想起自己房里那根藏在绣枕下、他送给“纪府小姐”作为见面礼的发簪,纪芜晴的心马上冷了下来,不由得怀疑自己是不是没有利用价值就被他踢开了。其实,他想讨好的人只有“小姐”。
所以她这个“丫鬟”,一旦利用完就不该多招惹。
在未能确认的时候,不悦已涌上纪芜晴的心头。如果,他真的是利用她去讨好“小姐”,她倒想看看当他发现她才是小姐时的表情。
谁让他教人生气!
☆ ☆ ☆
听闻纪老爷的召唤,沐祺瑛来到正厅里。
一进正厅,他就看见纪老爷使唤着下人忙东忙西,众人厅里厅外进进出出,似乎正为什么大事作准备,上上下下忙得不得了。
张灯结彩的,应该是办喜事,但不知将办什么喜事?
希望不是打算把纪芜晴嫁出去就好。
返乡养老的纪老爷若是未经他同意,妄想把他的女人嫁给别人,他绝对第一个跳出来反对到底,抢大轿也在所不惜。
费尽心思,方能粗略了解纪芜晴的性子,怎可拱手让人?
“老爷,您差人找我?”观察四周,看了看大家在做什么之后,走进正厅的沐祺瑛便走到纪老爷身旁,以不卑不亢的语气询问。
一切先探了底再说。
纪老爷一见他便喜上眉稍,拉着他到一旁道:“贾夫子,过些日子是夫人寿辰,想让你来画幅‘金童玉女献桃’为夫人祝寿,你可愿意?”
问归问,跟直接要求没两样,自然不容许他拒绝。
纪老爷曾试过他的琴棋书画,对他如行云流水的画风相当欣赏,认为他书画的功力丝毫不输名家,甚至可与当今颇富盛名的四大才子一较高下,所以想在宾客满门时向人炫耀,让外人知道纪府有此瑰宝。

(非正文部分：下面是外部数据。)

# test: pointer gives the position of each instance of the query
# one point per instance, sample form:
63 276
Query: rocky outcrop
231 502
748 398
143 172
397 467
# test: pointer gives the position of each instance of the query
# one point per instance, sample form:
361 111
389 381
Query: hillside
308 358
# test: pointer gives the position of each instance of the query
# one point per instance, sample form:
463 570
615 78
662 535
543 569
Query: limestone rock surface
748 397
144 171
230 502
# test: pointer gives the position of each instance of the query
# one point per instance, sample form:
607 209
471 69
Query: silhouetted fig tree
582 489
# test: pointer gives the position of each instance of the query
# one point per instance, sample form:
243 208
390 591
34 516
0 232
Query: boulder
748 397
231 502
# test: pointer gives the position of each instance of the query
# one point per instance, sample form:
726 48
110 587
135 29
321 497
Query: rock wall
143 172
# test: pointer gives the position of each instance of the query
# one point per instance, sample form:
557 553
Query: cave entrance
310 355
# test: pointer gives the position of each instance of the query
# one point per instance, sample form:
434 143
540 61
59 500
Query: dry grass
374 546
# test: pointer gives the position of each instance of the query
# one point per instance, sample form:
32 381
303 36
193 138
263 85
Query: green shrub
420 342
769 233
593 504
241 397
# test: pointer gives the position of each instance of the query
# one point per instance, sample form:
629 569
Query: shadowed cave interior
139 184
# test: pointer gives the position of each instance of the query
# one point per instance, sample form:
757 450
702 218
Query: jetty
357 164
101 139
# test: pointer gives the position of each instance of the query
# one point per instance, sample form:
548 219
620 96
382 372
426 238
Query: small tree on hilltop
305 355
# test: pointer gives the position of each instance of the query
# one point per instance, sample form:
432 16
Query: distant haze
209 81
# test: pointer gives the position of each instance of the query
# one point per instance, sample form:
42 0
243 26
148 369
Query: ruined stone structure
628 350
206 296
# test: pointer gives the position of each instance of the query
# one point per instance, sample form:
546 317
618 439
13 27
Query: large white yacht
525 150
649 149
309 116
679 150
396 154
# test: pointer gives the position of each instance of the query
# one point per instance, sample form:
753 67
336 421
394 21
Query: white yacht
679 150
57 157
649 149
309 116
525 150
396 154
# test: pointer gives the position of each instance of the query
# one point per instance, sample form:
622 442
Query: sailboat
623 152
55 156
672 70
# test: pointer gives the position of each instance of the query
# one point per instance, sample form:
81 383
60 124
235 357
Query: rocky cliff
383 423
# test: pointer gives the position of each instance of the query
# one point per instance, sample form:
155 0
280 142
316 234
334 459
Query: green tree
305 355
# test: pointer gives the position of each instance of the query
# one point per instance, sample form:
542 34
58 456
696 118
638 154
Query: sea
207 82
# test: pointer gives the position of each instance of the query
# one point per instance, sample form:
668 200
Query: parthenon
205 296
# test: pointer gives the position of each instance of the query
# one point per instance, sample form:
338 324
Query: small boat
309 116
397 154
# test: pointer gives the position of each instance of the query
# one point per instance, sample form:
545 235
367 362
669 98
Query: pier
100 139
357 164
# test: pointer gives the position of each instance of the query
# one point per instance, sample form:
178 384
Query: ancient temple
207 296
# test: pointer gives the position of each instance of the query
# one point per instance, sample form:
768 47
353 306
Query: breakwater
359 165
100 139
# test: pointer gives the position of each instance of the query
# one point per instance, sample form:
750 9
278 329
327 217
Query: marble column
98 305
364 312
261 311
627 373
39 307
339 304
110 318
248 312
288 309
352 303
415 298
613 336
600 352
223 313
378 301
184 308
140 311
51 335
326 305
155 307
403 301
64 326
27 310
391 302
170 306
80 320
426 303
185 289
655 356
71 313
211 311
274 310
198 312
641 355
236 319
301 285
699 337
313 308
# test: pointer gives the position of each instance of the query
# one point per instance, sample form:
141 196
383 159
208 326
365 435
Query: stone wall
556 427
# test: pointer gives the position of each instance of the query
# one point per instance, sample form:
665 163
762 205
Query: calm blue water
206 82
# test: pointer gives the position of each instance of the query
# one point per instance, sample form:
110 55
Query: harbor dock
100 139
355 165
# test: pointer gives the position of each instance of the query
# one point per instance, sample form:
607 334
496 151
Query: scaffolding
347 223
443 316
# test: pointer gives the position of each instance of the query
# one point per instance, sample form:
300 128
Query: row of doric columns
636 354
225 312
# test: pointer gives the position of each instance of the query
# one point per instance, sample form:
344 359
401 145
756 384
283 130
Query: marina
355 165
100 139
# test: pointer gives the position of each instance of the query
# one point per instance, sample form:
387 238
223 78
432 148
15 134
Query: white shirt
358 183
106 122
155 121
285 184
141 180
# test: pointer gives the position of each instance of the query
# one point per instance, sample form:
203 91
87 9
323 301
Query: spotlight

“老爷如此看重,自是恭敬不如从命。”沐祺瑛含笑应允。
纪老爷的心思太易懂,不过至少让他松了口气。
不是要嫁纪芜晴,一切好谈。
纪老爷曾派人上沐家向他求画,那时却被他以心情不适拒绝了,这事可千万不能被纪老爷知道。
早知道是未来的丈人求画,管他心情有多差也得画出来,往后说媒也没那么尴尬。